Un faisceau d’indices vont tous dans le sens d’une islamisation rampante et coordonnée de la société tunisienne, face à l’impuissance ou au laxisme complice de l’Etat.

Par Mohamed Ridha Bouguerra *

Sous la pression d’une foule hétéroclite où des fanatiques côtoyaient de gros bras de la mafia locale, les autorités viennent de céder et d’ordonner la fermeture du point de vente de boissons alcoolisées d’un grand magasin distant de près de cinq kilomètres d’El-Jem.

Un imam à Msaken se met, à son tour, à réclamer l’interdiction de la vente d’alcool dans sa bonne ville avec l’espoir d’étendre cette interdiction à tout le pays afin de mettre, de gré ou de force, tous les citoyens en conformité avec de prétendues prescriptions coraniques, selon la gent fanatique et intolérante.

À Djerba, haut lieu touristique s’il en est, c’est un compatriote de confession juive qui a été la cible de l’ire des barbus qui ont fait le siège de son restaurant en plein centre ville à Houmet-Souk sous prétexte qu’on y sert de l’alcool.

Nejib Khalfallah

Néjib Khalfallah agressé à cause du titre d’une pièce de théâtre.

Un chorégraphe et metteur en scène, Néjib Khalfallah, a été, récemment, sauvagement agressé par trois individus armés de barres de fer. Il est important de noter que l’artiste, dont la dernière production a été présentée, dernièrement au 4e Art, a reçu de la part d’un certain imam et par huissier-notaire, svp, une injonction afin que soit retiré le titre en arabe, jugé blasphématoire, de cette pièce. Il n’est pas interdit de penser que l’avertissement sans frais n’a pas tardé à être suivi d’une «correction» selon les règles comme l’entendent certains fanatiques qui semblent assurés de l’impunité puisque leur diktat ne souffre aucune discussion.

Une discothèque a été condamnée à la fermeture à Hammamet car l’appel à la prière a été mixé et intégré à un morceau de musique.

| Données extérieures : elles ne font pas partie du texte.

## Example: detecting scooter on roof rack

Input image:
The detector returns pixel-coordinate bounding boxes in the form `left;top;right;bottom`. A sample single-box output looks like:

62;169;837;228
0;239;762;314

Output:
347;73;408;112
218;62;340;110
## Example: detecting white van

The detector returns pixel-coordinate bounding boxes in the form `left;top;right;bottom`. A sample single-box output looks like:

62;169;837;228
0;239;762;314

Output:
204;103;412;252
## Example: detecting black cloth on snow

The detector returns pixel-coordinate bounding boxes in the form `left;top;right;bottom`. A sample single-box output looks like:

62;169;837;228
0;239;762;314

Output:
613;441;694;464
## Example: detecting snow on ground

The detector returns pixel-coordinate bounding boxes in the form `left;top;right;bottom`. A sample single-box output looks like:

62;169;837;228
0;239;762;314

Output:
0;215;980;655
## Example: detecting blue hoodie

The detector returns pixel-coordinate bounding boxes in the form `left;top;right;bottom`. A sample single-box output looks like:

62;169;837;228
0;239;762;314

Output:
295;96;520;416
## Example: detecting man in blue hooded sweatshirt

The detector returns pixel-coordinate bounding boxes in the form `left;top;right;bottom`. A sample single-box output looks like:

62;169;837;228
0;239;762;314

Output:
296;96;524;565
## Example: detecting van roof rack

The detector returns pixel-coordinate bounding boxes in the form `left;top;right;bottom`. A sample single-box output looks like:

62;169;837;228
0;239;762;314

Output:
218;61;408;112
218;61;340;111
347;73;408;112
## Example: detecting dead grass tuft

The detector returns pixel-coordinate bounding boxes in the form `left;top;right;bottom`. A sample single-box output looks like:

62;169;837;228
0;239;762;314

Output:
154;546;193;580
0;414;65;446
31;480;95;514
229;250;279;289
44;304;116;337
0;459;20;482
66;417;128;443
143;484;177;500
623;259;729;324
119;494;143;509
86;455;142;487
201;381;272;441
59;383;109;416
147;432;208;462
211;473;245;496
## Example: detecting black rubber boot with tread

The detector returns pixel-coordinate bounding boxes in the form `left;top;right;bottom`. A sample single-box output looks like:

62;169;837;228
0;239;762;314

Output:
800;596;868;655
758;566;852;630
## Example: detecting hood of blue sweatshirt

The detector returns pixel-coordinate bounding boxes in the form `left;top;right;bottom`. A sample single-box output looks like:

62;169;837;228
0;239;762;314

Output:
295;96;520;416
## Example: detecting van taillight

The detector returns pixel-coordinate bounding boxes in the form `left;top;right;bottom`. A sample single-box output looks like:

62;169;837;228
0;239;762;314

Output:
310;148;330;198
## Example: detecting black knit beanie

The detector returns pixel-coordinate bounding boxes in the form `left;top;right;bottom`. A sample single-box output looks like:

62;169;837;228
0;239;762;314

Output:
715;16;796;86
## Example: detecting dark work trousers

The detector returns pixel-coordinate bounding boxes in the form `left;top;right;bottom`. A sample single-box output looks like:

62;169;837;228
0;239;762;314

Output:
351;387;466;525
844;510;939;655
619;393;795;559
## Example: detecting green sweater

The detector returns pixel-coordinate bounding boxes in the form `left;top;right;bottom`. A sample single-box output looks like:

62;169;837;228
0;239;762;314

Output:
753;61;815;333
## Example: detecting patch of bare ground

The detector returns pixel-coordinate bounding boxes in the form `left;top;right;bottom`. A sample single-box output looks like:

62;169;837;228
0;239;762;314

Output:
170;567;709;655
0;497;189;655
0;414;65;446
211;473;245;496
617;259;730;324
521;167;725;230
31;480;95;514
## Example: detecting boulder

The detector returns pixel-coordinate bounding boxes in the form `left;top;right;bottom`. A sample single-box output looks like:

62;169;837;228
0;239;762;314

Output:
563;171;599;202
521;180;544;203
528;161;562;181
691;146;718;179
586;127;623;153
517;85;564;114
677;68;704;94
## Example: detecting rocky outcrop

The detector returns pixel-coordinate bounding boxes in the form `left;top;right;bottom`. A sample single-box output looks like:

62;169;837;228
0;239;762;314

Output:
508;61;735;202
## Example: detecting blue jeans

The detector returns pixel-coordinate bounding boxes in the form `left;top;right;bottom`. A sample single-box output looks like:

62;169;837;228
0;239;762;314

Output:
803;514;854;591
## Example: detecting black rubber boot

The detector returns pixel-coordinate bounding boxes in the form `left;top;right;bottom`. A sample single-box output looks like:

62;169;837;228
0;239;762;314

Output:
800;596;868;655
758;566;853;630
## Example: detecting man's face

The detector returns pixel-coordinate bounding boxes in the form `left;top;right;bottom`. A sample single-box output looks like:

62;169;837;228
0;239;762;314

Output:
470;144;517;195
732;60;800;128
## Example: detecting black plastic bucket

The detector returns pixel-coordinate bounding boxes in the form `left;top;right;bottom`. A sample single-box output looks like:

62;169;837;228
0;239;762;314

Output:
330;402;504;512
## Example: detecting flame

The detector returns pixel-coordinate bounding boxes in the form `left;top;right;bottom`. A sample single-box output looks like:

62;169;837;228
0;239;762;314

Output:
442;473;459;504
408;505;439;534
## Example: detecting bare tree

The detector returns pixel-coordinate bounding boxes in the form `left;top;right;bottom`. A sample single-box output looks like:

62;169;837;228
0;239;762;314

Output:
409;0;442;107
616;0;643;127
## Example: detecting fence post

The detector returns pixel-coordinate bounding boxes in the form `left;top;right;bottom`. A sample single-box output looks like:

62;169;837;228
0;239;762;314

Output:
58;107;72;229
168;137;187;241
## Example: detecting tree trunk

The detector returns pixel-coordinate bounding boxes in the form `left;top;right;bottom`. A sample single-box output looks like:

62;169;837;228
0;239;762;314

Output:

Un projet de loi présenté à l’Assemblée des représentants du peuple (ARP) et relatif aux jardins d’enfants a rencontré une opposition farouche de la part des représentants du parti Ennahdha qui ont fini par obtenir gain de cause en inscrivant dans ce projet de loi «l’enracinement de l’identité arabo-musulmane», en lieu et place de l’apprentissage de l’ouverture sur le monde, comme une des tâches dévolues à ce genre d’établissements éducatifs.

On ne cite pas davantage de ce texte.